Out of interest, if any of your Polity books were to be made into a film, who might you see playing Cormac? I guess we all have our own ideas, just wondering how you perceive him...

Anonymous said...

Yippee, another Polity novel, I'm having trouble catching up! You're writing novels faster than I can read them!

Although that's not a bad thing, come to think of it.

Neal Asher said...

Matthew, Caroline (my wife) immediatley says Kiefer Sutherland, but I have in my mind a vision of a young Paul Newman or Steve MacQueen, so someone like that.

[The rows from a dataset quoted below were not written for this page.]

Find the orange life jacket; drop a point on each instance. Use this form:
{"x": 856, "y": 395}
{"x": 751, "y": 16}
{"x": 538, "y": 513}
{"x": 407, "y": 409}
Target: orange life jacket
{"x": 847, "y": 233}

Alex, I'm damned either way: too fast for you and too slow for Matthew!

Kirby Uber said...

it's odd, i realize i have been seeing the same character playing Roland Deschain as Cormac. a mix of an older clint eastwood, and a younger paul newman.

Kirby Uber said...

http://upload.wikimedia.org/wikipedia/en/d/d7/Roland_Deschain_DTVII.JPG

imagine him without the cowboy get up. ;p

Bob Lock said...

I see him more of an older guy, perhaps balding, likes dogs. Perhaps has a Celtic Heritage...

Anonymous said...

Apologies to Caroline, but I think Keifer has far outstayed his welcome on 24! Maybe he's a bit too emotional... can't see Cormac overcome by worry/anguish/rage etc. This is a bit off the wall, but the idea of Jude Law just occurred to me?

Anyway, just wanted to say thanks for penning such enormously enjoyable books - and not making us wait too long for them! Now if only Michael Marshall would add the Smith back again for some more books...

Anonymous said...

I hope it's balls to the wall ^_^

I loved Prador Moon and most of the Cormac stories (espec Grid and Line). You're stuff blows my hair back almsot every time ;-)

j

Anonymous said...

Anyone elso think of the gabbleduck?

http://news.bbc.co.uk/2/hi/5172292.stm

"Very big birds... More like ducks, earned the name demon ducks of doom, some at least may have been carnivorous," she said.

Anonymous said...

I've got it on pre-order, in the absence of any signed free copy of course. "A writer's gotta eat" indeed! I thought you all "suffered for your art" :-p Currently reading "the voyage of the sable keach".

Neal Asher said...

Ah, Mr Carrots, I spent twenty odd years doing every crap job under the sun while also trying to write. I've had it with the suffering and now I want the wonga.